As a Social Security Disability lawyer in Daytona Beach, Florida, I've seen an increase in the number of claims for disability benefits by people who've contracted HIV/AIDS. According to a 2015 report from the Centers for Disease Control and Prevention (CDC), people in the South have the highest HIV infection rates of any other part of the country, with Miami, Orlando, and Jacksonville among the top ten cities with the highest infection rates.
As complications from the virus typically cause difficulty in maintaining gainful employment, many Florida residents turn to Social Security disability claims to pay for the rising costs of their treatment.

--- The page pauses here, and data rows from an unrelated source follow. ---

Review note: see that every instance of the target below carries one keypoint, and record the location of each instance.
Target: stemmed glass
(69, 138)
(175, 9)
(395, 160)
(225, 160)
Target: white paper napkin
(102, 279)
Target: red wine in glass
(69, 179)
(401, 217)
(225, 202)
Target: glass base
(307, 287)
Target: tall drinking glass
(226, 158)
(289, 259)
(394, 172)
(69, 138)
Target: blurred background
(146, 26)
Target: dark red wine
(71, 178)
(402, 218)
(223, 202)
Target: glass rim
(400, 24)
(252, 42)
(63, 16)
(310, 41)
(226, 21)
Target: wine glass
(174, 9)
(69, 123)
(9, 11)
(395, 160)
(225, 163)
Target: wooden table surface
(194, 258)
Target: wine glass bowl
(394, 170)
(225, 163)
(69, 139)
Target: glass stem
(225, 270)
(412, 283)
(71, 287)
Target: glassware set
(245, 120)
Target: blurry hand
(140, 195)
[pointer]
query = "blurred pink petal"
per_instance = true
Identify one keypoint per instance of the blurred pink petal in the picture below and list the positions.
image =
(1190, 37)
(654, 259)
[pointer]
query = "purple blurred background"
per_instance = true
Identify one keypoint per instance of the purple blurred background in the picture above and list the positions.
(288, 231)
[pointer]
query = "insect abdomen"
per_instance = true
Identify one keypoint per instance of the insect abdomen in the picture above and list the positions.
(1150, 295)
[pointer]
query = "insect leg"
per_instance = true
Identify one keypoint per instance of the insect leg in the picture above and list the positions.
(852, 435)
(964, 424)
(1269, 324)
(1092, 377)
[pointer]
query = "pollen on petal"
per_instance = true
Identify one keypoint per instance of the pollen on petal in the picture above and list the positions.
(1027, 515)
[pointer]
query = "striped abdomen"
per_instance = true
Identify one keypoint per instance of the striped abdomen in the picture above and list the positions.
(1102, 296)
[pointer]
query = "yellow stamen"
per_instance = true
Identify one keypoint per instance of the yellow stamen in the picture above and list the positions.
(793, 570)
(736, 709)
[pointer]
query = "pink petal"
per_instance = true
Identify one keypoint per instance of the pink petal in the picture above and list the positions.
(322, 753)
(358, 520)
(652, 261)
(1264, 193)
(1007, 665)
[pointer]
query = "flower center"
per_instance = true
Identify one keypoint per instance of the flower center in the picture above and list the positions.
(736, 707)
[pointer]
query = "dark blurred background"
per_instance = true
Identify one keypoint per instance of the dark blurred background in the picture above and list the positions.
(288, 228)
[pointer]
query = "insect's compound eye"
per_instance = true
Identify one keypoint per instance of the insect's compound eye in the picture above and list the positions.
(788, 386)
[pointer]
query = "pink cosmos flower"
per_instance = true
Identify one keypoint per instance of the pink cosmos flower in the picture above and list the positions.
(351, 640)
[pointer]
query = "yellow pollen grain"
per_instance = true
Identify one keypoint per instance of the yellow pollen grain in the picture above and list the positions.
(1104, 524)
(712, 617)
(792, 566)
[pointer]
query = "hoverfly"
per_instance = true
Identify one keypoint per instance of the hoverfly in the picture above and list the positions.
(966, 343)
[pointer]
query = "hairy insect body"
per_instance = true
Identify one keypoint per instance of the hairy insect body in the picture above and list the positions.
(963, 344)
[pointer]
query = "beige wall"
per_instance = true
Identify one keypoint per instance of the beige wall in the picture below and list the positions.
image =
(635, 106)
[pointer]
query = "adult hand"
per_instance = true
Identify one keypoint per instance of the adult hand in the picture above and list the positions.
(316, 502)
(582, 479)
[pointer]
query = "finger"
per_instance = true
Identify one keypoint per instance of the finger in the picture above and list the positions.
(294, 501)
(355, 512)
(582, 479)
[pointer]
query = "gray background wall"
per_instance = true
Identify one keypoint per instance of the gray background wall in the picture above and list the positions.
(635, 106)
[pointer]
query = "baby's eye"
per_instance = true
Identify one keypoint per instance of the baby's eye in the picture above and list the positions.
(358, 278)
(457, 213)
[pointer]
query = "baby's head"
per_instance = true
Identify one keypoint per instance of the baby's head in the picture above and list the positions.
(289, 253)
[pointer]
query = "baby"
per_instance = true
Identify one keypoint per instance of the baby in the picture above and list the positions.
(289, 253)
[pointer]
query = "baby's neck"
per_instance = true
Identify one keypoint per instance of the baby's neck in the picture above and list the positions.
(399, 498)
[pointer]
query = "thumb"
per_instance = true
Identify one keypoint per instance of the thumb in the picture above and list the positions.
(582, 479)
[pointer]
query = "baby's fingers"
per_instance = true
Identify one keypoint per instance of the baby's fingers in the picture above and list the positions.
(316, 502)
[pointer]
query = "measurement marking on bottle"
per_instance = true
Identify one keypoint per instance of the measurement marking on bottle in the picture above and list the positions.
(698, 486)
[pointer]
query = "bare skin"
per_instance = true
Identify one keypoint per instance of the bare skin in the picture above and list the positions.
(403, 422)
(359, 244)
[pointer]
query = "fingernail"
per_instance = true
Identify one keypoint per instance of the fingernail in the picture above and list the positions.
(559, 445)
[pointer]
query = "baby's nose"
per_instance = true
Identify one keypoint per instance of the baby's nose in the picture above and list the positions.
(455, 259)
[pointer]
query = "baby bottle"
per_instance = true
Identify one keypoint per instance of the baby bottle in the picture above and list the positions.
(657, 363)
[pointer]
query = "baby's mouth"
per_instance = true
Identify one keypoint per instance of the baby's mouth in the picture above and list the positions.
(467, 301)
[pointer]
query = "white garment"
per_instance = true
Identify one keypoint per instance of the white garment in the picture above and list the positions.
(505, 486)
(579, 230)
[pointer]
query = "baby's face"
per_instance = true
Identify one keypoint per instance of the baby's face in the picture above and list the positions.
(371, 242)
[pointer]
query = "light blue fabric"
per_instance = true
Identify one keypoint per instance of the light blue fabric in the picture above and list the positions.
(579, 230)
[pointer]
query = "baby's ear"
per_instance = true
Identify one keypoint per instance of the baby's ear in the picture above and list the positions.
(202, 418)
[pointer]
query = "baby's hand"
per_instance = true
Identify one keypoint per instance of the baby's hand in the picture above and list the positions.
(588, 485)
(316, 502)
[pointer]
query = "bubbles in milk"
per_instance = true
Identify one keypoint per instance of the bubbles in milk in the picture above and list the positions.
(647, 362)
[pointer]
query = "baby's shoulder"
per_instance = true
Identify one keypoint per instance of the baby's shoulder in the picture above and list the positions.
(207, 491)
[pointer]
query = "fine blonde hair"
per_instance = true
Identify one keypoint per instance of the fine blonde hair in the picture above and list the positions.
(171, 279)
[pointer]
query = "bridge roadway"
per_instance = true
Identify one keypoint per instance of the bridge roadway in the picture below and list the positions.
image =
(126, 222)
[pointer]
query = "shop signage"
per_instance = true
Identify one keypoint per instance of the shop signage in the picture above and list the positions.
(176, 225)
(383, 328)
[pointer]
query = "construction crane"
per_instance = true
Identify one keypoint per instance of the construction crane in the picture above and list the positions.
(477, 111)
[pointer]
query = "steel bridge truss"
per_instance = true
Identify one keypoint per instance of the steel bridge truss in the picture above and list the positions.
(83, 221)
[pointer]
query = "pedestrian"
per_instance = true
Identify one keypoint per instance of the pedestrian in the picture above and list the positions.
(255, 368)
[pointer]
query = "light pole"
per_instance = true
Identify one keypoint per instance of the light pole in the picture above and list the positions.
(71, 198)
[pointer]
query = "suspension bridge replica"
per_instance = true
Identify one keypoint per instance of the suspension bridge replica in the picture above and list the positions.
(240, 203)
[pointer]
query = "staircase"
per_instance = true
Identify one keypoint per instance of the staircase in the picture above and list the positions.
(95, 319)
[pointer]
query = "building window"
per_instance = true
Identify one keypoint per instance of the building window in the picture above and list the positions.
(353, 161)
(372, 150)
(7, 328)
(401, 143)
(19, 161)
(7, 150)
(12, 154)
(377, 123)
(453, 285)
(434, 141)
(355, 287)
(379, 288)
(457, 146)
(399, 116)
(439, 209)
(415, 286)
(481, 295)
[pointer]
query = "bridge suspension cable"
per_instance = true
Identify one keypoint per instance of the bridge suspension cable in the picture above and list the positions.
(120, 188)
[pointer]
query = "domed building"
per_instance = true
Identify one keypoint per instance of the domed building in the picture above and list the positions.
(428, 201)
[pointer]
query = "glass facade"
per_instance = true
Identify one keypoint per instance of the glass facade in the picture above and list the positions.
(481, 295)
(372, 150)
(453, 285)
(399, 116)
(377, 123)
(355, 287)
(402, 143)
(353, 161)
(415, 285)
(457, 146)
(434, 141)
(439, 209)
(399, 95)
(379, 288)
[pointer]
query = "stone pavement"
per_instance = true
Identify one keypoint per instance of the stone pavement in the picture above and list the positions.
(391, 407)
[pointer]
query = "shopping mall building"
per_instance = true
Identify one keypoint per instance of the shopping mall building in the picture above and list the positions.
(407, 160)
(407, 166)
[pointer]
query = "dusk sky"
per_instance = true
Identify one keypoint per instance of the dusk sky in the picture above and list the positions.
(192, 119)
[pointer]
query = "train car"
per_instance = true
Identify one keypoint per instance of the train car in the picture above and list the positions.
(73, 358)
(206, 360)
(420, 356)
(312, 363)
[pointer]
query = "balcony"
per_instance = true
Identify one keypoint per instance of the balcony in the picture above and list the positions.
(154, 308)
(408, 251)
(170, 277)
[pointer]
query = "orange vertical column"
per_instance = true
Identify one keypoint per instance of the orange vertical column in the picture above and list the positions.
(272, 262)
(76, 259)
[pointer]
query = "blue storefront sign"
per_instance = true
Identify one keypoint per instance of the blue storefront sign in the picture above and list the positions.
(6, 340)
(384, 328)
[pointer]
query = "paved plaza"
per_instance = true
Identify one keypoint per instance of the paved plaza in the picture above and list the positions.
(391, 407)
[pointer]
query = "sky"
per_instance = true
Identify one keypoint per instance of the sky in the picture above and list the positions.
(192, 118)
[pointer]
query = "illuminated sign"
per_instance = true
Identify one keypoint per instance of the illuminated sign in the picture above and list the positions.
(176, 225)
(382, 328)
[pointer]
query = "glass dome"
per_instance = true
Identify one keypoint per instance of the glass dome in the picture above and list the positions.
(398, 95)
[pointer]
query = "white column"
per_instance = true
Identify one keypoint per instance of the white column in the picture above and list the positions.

How to Claim Social Security Disability Based on HIV/AIDS
The Social Security Administration (SSA) offers disability benefits to people who are HIV-positive and have symptoms of acquired immune deficiency (AIDS) that prevent them from working.
Since a person may not suffer symptoms of human immunodeficiency virus (HIV) for years, an HIV-positive diagnosis is not enough to qualify for benefits.
The official SSA Blue Book disability listing requires proof of one or more complications or infections in addition to a positive diagnosis of HIV infection by definitive laboratory testing.
If a patient does not meet the official listing, he or she may still be able to collect benefits due to:
- Disease symptoms and complications. Patients with HIV may have severely compromised immune systems, affecting their ability to fight off what are called opportunistic infections—illnesses that take thrive in people with weakened immune systems. Patients who are suffering from bacterial infections, fungal infections, parasitic infections, viral infections, respiratory conditions, or cancer will likely qualify for benefits. In addition, patients who suffer from severe symptoms of the disease, such fever, night sweats, weight loss, nausea, and vomiting, or chronic pain that prevents gainful employment may also be approved for disability.
- Side effects of treatment. In many cases, patients will qualify for disability due to the symptoms and side effects of treatment rather than the disease. The many medications used to treat HIV and AIDS often cause nausea, dizziness, headaches, diarrhea, lapses in concentration, and physical exhaustion, any one of which can make working impossible.
- Reduced functional capacity. Most patients will suffer a combination of symptoms that make it difficult to work as a result of their condition. For this reason, it's vital that patients provide comprehensive medical evidence for their disability cases, including diagnostic reports, summaries from a treating physician, lab reports of regular blood work and T-Cell counts, and a full list of medications and physical symptoms that may prevent you from working.